Local lawyers shed light on rights, immigration law

Francisco Serrano translates Laura Torras question from Spanish to English for the panel of lawyers on Feb. 28, 2017 in DSU. Torras questions was about how she should act if immigration officers come to her house.

Monica Kast

Local immigration lawyers spoke Tuesday night at an immigration law forum organized by a WKU student.

Bowling Green sophomore Francisco Serrano organized, moderated and translated the event into Spanish. A panel of six attorneys answered questions that had been submitted to Serrano and also took questions from the audience.

Panelists were Carlos Bailey, Ryan Schwank, David Funke, Judy Schwank, Heather Brooks and Brett Reynolds. All panelists specialize in various parts of immigration law throughout Bowling Green and Kentucky.

The forum opened up with a pre-submitted question about what would happen to children if their parents were taken into custody by Immigration and Customs Enforcement agents. Funke, Judy Schwank and Ryan Schwank all offered opinions in response to the question.

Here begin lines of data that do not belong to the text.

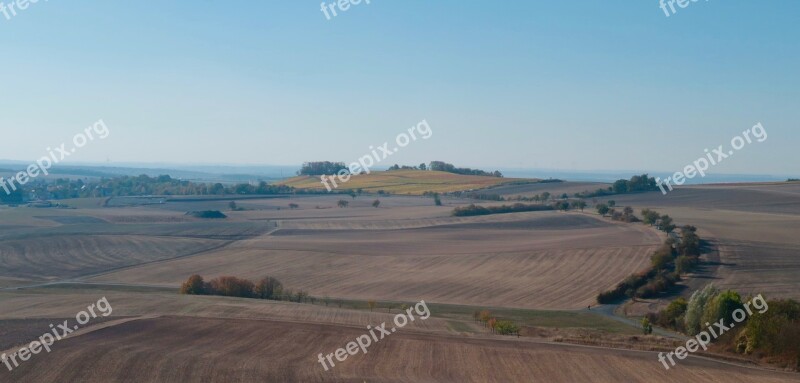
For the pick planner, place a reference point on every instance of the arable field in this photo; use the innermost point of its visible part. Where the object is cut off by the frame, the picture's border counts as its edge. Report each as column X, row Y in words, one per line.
column 180, row 348
column 531, row 260
column 755, row 229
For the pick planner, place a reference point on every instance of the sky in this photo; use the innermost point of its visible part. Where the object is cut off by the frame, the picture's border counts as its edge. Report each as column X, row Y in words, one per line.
column 571, row 85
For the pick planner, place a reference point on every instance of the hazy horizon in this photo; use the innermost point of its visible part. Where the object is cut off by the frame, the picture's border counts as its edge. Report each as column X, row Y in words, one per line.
column 511, row 86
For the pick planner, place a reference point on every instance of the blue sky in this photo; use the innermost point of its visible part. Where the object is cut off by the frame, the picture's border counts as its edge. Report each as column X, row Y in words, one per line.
column 580, row 85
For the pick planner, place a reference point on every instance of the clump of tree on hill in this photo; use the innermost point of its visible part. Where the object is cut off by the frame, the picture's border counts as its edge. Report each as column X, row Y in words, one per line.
column 450, row 168
column 266, row 288
column 473, row 209
column 637, row 184
column 321, row 168
column 770, row 329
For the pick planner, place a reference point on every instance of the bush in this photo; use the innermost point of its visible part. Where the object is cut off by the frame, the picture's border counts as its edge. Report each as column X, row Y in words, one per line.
column 505, row 327
column 473, row 209
column 194, row 286
column 672, row 316
column 268, row 288
column 232, row 287
column 696, row 308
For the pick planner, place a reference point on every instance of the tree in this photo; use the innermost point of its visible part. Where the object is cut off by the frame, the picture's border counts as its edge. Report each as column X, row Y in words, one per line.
column 505, row 327
column 647, row 327
column 193, row 286
column 485, row 315
column 268, row 288
column 232, row 287
column 649, row 217
column 580, row 204
column 666, row 224
column 722, row 306
column 696, row 308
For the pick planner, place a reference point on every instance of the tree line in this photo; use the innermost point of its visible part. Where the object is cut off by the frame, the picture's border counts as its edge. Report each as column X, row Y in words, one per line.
column 142, row 185
column 636, row 184
column 772, row 332
column 502, row 327
column 667, row 264
column 473, row 209
column 228, row 286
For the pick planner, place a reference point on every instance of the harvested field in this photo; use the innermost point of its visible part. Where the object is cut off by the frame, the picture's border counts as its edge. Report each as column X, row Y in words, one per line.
column 754, row 226
column 179, row 349
column 67, row 256
column 534, row 262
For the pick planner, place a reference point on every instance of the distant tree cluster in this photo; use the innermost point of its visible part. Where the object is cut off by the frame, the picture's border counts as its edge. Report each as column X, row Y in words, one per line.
column 636, row 184
column 660, row 277
column 405, row 167
column 321, row 168
column 668, row 262
column 208, row 214
column 142, row 185
column 502, row 327
column 473, row 209
column 772, row 332
column 626, row 215
column 450, row 168
column 266, row 288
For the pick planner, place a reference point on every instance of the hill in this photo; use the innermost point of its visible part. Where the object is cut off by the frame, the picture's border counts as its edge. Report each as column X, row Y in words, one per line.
column 413, row 182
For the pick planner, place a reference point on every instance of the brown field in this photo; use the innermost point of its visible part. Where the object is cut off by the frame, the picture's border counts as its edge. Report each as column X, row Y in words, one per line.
column 539, row 260
column 180, row 349
column 754, row 226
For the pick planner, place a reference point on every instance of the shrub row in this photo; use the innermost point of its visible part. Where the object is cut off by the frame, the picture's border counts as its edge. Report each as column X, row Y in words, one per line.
column 473, row 209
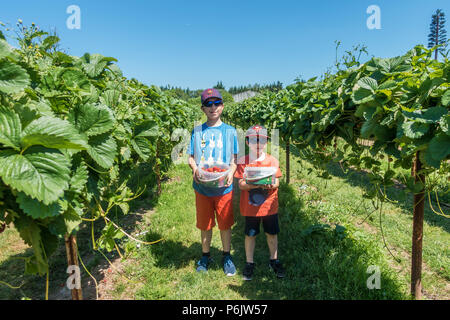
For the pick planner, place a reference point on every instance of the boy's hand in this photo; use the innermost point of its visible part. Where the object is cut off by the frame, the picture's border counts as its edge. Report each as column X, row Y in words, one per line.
column 272, row 186
column 230, row 178
column 195, row 175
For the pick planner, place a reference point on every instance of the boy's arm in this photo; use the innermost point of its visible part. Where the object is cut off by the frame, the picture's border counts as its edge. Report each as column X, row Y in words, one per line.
column 233, row 167
column 194, row 168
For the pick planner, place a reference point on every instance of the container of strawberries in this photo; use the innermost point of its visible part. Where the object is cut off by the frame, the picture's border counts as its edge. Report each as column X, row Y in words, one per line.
column 214, row 175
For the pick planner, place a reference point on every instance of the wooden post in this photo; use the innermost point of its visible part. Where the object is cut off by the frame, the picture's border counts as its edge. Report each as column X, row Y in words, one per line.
column 72, row 260
column 157, row 168
column 288, row 178
column 417, row 237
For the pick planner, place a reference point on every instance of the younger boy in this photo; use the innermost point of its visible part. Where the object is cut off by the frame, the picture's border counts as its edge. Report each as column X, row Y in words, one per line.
column 259, row 203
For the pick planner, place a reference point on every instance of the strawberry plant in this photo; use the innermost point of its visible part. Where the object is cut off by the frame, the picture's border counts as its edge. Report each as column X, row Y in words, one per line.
column 74, row 138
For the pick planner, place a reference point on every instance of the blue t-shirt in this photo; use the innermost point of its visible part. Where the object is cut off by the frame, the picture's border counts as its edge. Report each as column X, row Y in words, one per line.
column 215, row 144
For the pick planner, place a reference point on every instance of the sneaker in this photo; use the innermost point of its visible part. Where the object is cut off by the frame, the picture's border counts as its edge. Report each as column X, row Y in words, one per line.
column 203, row 263
column 228, row 266
column 277, row 268
column 248, row 271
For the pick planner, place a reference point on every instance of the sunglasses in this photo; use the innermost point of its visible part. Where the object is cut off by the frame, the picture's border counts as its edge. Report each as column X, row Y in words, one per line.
column 209, row 104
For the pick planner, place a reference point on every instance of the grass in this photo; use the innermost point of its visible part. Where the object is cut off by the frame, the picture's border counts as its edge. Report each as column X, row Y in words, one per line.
column 325, row 247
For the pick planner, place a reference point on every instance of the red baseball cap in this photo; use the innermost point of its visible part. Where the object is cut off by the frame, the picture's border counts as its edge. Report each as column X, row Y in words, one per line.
column 211, row 93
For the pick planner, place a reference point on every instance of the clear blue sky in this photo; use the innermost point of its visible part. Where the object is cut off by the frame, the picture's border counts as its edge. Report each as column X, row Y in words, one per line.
column 197, row 43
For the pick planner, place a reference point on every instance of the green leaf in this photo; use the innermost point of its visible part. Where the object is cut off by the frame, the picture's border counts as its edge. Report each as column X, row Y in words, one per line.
column 368, row 128
column 141, row 146
column 36, row 209
column 415, row 130
column 30, row 232
column 94, row 64
column 40, row 173
column 10, row 128
column 147, row 129
column 440, row 147
column 362, row 95
column 110, row 98
column 13, row 78
column 52, row 132
column 103, row 149
column 79, row 179
column 444, row 123
column 75, row 78
column 49, row 42
column 92, row 119
column 426, row 156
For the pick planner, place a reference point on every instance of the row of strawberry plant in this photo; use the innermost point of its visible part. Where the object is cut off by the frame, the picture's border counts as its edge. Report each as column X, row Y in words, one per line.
column 74, row 137
column 401, row 103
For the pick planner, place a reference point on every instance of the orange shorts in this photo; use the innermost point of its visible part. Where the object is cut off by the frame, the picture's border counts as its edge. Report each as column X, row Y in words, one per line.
column 221, row 205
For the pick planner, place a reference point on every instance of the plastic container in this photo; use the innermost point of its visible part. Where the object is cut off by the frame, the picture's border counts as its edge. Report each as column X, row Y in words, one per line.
column 260, row 175
column 213, row 179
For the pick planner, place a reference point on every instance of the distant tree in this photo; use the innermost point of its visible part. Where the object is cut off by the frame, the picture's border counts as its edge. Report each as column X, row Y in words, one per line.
column 438, row 34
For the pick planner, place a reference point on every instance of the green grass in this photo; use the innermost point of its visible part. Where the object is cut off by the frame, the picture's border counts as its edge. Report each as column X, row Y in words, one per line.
column 319, row 265
column 322, row 259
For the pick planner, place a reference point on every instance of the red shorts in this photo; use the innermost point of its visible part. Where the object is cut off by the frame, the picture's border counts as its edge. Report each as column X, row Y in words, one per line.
column 221, row 205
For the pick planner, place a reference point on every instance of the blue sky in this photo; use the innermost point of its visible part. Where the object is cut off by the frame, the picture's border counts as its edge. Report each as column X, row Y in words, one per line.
column 197, row 43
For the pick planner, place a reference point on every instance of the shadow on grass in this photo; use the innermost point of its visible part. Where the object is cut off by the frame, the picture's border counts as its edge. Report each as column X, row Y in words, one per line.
column 320, row 262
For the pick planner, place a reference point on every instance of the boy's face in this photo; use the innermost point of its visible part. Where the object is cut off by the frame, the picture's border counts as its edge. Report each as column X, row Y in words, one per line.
column 256, row 144
column 214, row 112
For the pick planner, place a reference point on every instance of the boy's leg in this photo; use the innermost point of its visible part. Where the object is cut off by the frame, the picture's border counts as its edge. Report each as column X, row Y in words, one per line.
column 272, row 229
column 225, row 219
column 251, row 231
column 225, row 235
column 205, row 222
column 272, row 242
column 206, row 236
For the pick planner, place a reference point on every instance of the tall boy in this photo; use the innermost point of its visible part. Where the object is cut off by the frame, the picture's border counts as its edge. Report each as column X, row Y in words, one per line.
column 259, row 203
column 214, row 142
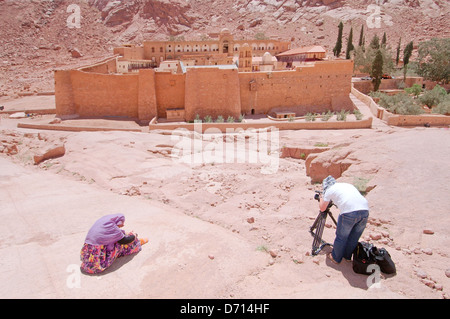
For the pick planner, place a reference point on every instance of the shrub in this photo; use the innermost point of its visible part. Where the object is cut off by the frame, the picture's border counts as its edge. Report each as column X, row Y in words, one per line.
column 310, row 117
column 342, row 115
column 327, row 116
column 433, row 97
column 230, row 119
column 443, row 107
column 358, row 114
column 415, row 90
column 400, row 103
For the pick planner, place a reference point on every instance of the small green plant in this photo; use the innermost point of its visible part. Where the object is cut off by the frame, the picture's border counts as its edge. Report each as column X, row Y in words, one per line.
column 400, row 103
column 358, row 114
column 443, row 107
column 326, row 116
column 433, row 97
column 342, row 115
column 415, row 90
column 310, row 117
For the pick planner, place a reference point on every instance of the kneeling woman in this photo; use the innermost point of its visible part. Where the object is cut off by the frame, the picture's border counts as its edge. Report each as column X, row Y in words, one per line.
column 105, row 242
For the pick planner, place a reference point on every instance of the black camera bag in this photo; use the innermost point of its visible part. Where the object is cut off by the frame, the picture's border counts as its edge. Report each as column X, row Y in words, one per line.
column 385, row 262
column 363, row 256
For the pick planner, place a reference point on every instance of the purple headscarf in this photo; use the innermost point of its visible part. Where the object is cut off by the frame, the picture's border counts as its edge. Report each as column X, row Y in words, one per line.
column 105, row 230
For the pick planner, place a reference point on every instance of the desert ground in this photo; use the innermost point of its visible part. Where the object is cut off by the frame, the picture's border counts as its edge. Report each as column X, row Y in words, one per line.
column 217, row 229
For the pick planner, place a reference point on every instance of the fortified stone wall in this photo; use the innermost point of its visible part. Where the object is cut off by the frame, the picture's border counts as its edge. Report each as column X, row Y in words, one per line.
column 211, row 91
column 203, row 91
column 316, row 88
column 170, row 91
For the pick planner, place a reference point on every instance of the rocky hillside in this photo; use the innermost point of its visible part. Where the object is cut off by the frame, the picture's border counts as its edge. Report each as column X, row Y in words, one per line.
column 37, row 36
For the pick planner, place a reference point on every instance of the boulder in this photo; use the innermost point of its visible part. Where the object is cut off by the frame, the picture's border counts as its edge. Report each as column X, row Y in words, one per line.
column 53, row 152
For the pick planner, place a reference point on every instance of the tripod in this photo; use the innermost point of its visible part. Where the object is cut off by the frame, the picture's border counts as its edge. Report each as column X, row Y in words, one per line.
column 318, row 225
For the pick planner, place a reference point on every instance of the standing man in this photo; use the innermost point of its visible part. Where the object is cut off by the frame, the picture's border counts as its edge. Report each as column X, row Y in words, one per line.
column 352, row 220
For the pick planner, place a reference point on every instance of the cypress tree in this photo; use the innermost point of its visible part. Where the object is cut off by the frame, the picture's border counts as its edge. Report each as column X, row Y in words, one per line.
column 397, row 59
column 361, row 36
column 406, row 55
column 350, row 46
column 338, row 47
column 375, row 42
column 377, row 70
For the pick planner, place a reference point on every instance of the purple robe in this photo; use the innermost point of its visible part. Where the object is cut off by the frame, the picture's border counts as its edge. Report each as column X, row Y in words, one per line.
column 105, row 231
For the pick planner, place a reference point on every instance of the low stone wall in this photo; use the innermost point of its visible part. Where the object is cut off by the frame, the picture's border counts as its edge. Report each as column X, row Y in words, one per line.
column 286, row 125
column 401, row 120
column 418, row 120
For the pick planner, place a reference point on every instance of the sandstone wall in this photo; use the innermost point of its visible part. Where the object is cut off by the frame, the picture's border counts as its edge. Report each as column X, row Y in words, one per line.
column 105, row 95
column 105, row 67
column 316, row 88
column 386, row 84
column 170, row 92
column 204, row 91
column 212, row 91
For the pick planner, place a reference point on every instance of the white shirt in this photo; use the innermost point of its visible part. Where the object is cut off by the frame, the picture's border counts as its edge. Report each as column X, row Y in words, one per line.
column 346, row 197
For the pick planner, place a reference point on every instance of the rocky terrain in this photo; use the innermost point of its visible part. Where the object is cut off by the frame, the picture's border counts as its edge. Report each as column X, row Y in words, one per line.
column 216, row 229
column 38, row 36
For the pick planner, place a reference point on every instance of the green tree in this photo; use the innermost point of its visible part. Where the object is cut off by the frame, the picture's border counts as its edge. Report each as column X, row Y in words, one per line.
column 434, row 60
column 364, row 59
column 361, row 37
column 406, row 55
column 375, row 42
column 397, row 58
column 377, row 70
column 415, row 90
column 350, row 46
column 433, row 97
column 338, row 47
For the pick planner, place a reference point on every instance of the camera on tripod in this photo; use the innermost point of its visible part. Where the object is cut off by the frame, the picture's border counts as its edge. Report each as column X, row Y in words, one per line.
column 317, row 195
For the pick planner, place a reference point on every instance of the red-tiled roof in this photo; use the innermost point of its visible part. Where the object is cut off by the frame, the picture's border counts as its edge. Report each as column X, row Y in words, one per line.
column 303, row 50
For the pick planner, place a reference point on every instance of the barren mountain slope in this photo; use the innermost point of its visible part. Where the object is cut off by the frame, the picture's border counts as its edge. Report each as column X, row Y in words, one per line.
column 36, row 38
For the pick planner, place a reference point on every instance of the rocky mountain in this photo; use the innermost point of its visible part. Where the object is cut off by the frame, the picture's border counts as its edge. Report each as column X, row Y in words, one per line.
column 37, row 36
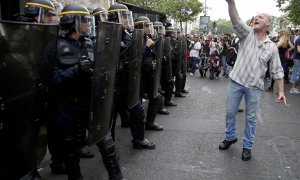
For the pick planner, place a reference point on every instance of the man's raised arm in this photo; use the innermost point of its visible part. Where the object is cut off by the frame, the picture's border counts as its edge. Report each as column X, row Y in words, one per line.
column 233, row 13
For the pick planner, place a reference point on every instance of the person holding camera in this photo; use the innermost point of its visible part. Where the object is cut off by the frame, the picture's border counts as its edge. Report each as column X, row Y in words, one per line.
column 195, row 48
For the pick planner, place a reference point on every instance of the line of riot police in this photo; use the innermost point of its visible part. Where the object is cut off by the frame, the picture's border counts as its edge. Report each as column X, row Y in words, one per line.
column 64, row 77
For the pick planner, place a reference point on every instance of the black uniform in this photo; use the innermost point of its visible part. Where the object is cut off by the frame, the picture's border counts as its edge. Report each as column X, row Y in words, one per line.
column 148, row 81
column 72, row 101
column 136, row 113
column 175, row 68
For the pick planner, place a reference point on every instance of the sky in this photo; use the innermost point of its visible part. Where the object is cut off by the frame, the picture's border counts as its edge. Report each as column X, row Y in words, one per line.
column 246, row 8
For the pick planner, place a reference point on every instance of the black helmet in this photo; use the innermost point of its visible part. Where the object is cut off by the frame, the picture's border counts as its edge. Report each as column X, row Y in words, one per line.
column 171, row 32
column 100, row 14
column 57, row 5
column 178, row 30
column 40, row 10
column 79, row 15
column 159, row 28
column 119, row 13
column 91, row 9
column 143, row 22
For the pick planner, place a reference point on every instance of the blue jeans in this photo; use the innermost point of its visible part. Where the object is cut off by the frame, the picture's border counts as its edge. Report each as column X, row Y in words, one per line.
column 193, row 62
column 224, row 62
column 252, row 104
column 296, row 71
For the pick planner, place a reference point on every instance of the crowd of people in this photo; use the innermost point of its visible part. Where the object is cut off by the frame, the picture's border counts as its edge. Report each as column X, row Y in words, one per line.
column 104, row 63
column 214, row 54
column 94, row 65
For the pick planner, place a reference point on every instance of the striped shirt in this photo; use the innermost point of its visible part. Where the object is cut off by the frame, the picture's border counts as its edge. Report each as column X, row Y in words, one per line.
column 252, row 59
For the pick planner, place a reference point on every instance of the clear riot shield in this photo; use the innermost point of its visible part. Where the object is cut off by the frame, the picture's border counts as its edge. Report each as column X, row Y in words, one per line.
column 159, row 52
column 27, row 53
column 103, row 80
column 184, row 60
column 168, row 60
column 179, row 51
column 135, row 68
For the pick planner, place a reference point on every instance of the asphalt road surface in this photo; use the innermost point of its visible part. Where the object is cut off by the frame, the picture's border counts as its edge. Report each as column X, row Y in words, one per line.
column 188, row 147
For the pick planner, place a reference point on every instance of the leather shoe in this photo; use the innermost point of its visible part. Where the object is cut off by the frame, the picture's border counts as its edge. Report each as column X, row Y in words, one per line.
column 163, row 111
column 179, row 95
column 170, row 103
column 246, row 155
column 184, row 91
column 153, row 127
column 226, row 144
column 240, row 109
column 85, row 152
column 58, row 168
column 143, row 144
column 125, row 124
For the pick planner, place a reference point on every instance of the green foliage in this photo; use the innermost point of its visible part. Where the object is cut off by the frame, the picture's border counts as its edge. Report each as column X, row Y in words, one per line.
column 291, row 9
column 224, row 26
column 179, row 10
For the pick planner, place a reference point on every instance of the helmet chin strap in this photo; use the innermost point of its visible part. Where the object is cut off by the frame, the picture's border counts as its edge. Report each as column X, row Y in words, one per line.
column 39, row 20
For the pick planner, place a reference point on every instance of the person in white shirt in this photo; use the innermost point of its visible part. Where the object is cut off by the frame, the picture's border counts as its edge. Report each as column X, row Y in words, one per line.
column 195, row 47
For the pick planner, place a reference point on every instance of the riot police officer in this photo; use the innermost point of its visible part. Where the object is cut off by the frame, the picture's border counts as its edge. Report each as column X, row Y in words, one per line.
column 182, row 58
column 167, row 79
column 160, row 31
column 176, row 63
column 72, row 92
column 119, row 13
column 150, row 80
column 25, row 74
column 39, row 11
column 100, row 15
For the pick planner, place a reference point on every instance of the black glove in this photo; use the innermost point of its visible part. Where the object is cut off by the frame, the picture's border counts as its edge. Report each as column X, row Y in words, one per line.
column 84, row 65
column 180, row 76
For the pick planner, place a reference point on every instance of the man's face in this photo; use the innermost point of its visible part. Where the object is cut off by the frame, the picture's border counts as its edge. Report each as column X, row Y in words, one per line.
column 84, row 27
column 125, row 21
column 50, row 19
column 261, row 22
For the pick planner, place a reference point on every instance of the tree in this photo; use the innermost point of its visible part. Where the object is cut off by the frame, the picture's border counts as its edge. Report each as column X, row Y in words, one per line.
column 291, row 9
column 183, row 10
column 224, row 26
column 179, row 10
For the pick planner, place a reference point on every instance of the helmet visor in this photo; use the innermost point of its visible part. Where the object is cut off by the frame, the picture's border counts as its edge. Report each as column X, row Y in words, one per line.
column 58, row 7
column 85, row 25
column 126, row 19
column 148, row 28
column 161, row 30
column 47, row 16
column 102, row 17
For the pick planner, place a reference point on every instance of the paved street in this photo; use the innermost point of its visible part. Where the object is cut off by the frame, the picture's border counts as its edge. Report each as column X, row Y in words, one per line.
column 188, row 147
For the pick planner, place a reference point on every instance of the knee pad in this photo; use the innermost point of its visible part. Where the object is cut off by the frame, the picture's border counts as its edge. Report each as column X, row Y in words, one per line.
column 106, row 146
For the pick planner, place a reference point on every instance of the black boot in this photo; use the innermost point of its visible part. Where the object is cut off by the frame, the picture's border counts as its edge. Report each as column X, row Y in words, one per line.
column 58, row 167
column 170, row 103
column 85, row 152
column 151, row 115
column 110, row 158
column 143, row 144
column 72, row 166
column 153, row 127
column 163, row 111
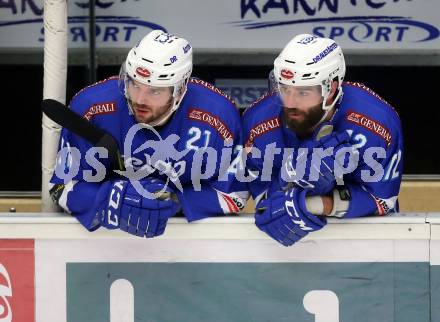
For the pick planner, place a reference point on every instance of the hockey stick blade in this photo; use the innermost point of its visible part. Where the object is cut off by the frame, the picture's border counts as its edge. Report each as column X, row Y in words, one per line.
column 65, row 117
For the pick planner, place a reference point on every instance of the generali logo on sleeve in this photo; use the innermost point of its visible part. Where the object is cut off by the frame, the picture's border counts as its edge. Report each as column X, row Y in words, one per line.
column 17, row 282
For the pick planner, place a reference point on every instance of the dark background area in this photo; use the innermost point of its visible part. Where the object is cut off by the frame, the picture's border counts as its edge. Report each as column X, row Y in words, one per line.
column 411, row 90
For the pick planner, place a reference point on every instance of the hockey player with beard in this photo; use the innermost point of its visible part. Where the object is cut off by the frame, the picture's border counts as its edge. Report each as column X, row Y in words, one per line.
column 173, row 131
column 341, row 144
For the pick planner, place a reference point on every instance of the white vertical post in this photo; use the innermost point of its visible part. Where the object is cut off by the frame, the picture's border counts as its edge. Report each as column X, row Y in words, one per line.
column 55, row 77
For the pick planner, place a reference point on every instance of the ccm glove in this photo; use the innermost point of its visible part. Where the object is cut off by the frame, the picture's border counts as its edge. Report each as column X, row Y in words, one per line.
column 123, row 206
column 284, row 216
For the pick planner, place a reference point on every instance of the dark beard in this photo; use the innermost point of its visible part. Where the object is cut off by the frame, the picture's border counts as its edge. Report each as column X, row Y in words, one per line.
column 305, row 127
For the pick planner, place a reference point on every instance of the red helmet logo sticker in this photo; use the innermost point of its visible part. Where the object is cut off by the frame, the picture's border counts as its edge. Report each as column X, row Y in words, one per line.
column 287, row 74
column 143, row 72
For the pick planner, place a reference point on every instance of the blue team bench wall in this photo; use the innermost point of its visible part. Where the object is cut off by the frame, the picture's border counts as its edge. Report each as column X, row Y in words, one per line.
column 224, row 292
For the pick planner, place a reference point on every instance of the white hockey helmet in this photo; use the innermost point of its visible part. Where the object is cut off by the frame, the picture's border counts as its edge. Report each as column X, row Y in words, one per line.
column 308, row 60
column 160, row 60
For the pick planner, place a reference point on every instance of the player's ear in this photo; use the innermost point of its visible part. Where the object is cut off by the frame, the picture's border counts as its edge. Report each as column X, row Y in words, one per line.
column 333, row 92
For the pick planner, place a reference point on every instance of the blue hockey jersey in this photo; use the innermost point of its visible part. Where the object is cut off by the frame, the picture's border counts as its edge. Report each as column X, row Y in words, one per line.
column 192, row 152
column 374, row 128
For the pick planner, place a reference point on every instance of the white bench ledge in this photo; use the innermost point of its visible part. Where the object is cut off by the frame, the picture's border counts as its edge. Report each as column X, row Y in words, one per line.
column 64, row 226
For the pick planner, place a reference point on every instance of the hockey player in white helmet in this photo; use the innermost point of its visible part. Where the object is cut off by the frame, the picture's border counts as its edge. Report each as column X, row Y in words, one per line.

“We don’t really know what’s going to happen with children,” Judy Schwank said.

She said her office provides a temporary guardianship document that illegal and undocumented immigrants can fill out that will transfer guardianship of their children to someone else in the case that they are detained.

Ryan Schwank said when people are detained by ICE, they will often be charged with a different crime, such as marijuana possession.

“It’s never a good idea to try to deal with this on your own,” Ryan Schwank said, later adding that immigration is an “extremely complex area of the law.”

Other questions, both pre-submitted and from the audience, asked the lawyers what immigrants should do if law enforcement shows up at their house. Judy Schwank advised making sure they have a warrant and the warrant is for someone who is currently in the house.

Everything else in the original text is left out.